Why keep up the vanity? "Alam mo, anak, di tayo nagpapabaya ng sarili natin kahit nagkaganito tayo (You know, son, I can’t neglect myself even if it has come to this)," the sixty-something former mayor said.

While Sanchez laughingly admitted that his extreme vanity gives people the impression he is a homosexual, he said he has two wives, with whom he has three children each.

Sanchez said his second, common-law, wife makes regular visits to see him in jail. The woman, Editha, was also once elected mayor of Calauan.

His first wife, he said, is in the United States and has cut off all communications with him.

On a more somber note, Sanchez said his years in prison have given him the time and opportunity to focus on spiritual matters.

"I have learned to forgive," Sanchez said. "From the start, I felt bitterness but I have forgiven those who did this to me. Whenever I feel anger, I just pray the rosary and, in two prayers (two sets of five mysteries each), I am happy again."

Sanchez’s convicted henchmen, he said, "really wanted revenge, but I told them to just let things be. We will soon get out of this jail and back to our lives. This was God’s will."

The former mayor, a confessed admirer of the late dictator Ferdinand Marcos, maintained his stand that the crimes he and his men were convicted of and his subsequent imprisonment are the work of his political rivals.

Sanchez said the real killers of Gomez and Sarmenta — whom he did not identify — have apologized to him through an intermediary. He said he is just praying for those who have wronged him.

After doing eight years of hard time, Sanchez is qualified for a commutation of his sentence — a development that could pave the way for his early release from prison despite the fact he is serving two life sentences.

"Not yet," he said of the possibility he would be able to apply for early release. "It is not yet time." When pressed for an explanation, Sanchez said he is "letting God have his will."

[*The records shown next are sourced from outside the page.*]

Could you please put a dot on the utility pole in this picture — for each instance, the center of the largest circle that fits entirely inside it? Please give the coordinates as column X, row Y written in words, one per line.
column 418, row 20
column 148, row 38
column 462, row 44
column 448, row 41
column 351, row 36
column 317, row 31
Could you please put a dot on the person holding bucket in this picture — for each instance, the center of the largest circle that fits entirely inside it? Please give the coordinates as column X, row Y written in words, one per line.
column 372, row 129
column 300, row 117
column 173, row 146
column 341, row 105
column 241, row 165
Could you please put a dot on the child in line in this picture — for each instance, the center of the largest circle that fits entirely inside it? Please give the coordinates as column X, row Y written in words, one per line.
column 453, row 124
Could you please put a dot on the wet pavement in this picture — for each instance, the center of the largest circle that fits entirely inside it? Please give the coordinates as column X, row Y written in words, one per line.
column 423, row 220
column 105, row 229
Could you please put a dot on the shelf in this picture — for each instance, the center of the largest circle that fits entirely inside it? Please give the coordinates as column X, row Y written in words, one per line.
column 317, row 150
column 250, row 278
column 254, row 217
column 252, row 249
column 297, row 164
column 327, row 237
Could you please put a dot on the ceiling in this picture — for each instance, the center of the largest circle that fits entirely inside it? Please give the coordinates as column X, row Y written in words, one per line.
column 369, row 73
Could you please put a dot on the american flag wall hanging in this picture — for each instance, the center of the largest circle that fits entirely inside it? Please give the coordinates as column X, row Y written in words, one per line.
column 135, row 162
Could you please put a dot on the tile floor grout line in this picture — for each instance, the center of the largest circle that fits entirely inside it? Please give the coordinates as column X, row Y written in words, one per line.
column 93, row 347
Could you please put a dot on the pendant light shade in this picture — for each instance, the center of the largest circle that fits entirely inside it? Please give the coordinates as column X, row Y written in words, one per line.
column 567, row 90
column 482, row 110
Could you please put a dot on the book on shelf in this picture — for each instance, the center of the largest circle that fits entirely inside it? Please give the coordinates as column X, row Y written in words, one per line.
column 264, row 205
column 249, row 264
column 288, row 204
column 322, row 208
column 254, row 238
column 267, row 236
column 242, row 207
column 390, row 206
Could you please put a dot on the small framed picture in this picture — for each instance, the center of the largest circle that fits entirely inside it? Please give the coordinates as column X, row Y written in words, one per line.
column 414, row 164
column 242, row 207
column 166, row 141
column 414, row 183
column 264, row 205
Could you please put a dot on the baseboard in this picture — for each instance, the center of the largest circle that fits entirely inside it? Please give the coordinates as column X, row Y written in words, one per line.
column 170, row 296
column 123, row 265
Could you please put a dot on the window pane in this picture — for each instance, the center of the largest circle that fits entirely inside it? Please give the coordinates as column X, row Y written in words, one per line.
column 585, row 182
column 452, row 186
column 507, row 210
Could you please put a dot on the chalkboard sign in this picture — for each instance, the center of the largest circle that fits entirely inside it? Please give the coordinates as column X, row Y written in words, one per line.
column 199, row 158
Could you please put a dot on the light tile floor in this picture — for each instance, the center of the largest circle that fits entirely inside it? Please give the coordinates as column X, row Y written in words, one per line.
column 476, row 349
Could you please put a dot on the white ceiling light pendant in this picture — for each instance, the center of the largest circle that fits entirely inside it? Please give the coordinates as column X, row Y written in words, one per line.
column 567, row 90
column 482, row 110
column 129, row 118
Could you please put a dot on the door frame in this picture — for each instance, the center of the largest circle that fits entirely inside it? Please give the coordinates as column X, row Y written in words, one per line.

Sanchez does not want to apply for early release yet. Rather, he is holding out hope that he and his jailed men will receive a full pardon. "I would rather have an absolute pardon. It will come. For us political prisoners, we have that option," he said.

He also admitted he is still interested in re-entering the political arena and running for mayor again should he receive an absolute pardon.

An absolute pardon will reinstate all of Sanchez’s civil rights, including the right to seek an elective post. For now, however, he said he is willing to wait.

It took 16-months for the Gomez-Sarmenta double murder case to reach its denouement.

Then Pasig Regional Trial Court Judge Harriett Demetriou found Sanchez and six of his henchmen guilty of conspiracy in Sarmenta’s rape slay and the murder of Gomez.

Demetriou sentenced Sanchez, his nephew Baldwin Brion, brothers Luis and Rogelio Corcolon, former policemen George Medialdea and Zoilo Ama and Sanchez’s gardener Pepito Kawit to seven life terms in jail.

Court records said the six henchmen convicted by Demetriou "abducted Sarmenta and presented her to Sanchez as a ‘gift.’"

Court records said that after raping Sarmenta, Sanchez handed her over to his six aides, who took turns raping her before killing her and Gomez, the court said in its 132-page decision on the case.

The court based its conviction of Sanchez and his aides on the testimony of former Calauan ambulance driver Aurelio Centeno and former Calauan policeman Vicencio Malabanan, who both turned state witness after entering the Witness Protection Program.

Demetriou dismissed the defense panel’s claims that the rape and murders were committed by Teofilo "Kit" Alqueza, the victims’ classmate at UPLB and son of then Chief Superintendent Dictador Alqueza.

While rape with homicide is a crime punishable with the death penalty, Demetriou ruled that it could not be imposed in the Gomez-Sarmenta rape-slay case because the crimes were committed prior to the re-imposition of capital punishment on Jan. 1, 1994.

Sanchez and his henchmen were also ordered by the Pasig court to pay the victims’ families a total of P11.5 million in fines, legal fees and compensation.